Cappiddazzu sorrise: ormai lo conosceva abbastanza per sapere che quando Adduzzu faceva l'indifferente e restava sul vago in quel modo significava che era in realtà assai interessato.
"E allora vai con lui, fra carusi v'intendete meglio e se ti fai un amico è una cosa buona. Quest'anno il barone ha dato ordine di chiudere il portone ma di lasciare aperta la portina, perciò puoi tornare all'ora vuoi... o anche passare invece tutta la notte fuori se t'aggrada. Magari con quel tuo nuovo amico, no? Non fa più troppo freddo, si comincia a stare bene fuori anche di notte... specialmente se si è in buona... e piacevole compagnia." gli disse con un sorrisetto.
Adduzzu arrossì: "Ma lo conosco appena..." sussurrò. "Ci si è scambiati solo poche parole."
"Però scommetto che ti piace... almeno d'aspetto ti piace, no?"
"Sì... e pare anche simpatico. Tiene solo un anno meno di me."
Cappiddazzu gli mise un braccio sulle spalle: "Ehi, Nardu, mica ti vergognerai di me, no? Se quel caruso ti piace, magari ci puoi provare con lui."
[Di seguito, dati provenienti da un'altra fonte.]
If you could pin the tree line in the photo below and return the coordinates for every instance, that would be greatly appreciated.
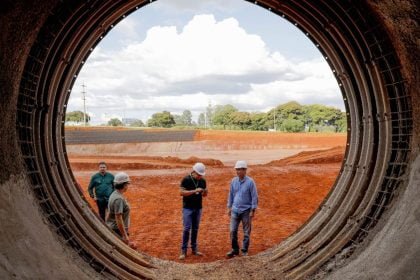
(288, 117)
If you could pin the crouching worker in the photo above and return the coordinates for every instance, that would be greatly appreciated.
(119, 209)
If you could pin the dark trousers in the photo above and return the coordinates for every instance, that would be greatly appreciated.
(191, 220)
(102, 206)
(235, 219)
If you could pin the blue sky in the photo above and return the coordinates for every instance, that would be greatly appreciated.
(182, 54)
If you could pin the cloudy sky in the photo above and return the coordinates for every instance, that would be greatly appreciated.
(175, 55)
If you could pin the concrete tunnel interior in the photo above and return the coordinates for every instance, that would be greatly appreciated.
(367, 228)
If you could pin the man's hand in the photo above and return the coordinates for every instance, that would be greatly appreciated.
(133, 245)
(252, 214)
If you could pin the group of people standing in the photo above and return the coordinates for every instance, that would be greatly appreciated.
(242, 203)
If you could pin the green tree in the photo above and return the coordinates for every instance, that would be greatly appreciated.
(292, 125)
(186, 117)
(258, 121)
(76, 116)
(341, 123)
(115, 122)
(241, 119)
(201, 119)
(222, 115)
(163, 119)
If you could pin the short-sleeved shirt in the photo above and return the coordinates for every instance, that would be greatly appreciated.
(101, 185)
(194, 201)
(243, 195)
(118, 205)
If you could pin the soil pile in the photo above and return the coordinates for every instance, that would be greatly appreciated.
(290, 190)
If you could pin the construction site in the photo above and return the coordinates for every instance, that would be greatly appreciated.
(293, 172)
(342, 209)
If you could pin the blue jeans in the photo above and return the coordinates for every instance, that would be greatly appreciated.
(191, 220)
(235, 219)
(102, 207)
Adduzzu notò che l'aveva chiamato per nome e intuì che era un modo per dirgli che stava parlando molto seriamente, ma anche per fargli sentire l'affetto che provava per lui. Appoggiò lievemente la testa sul braccio dell'uomo e lo guardò con un sorriso lieve.
"Io, però, mi vergogno un po' a provarci con lui. E se a lui magari non ci piacciono quelle cose?"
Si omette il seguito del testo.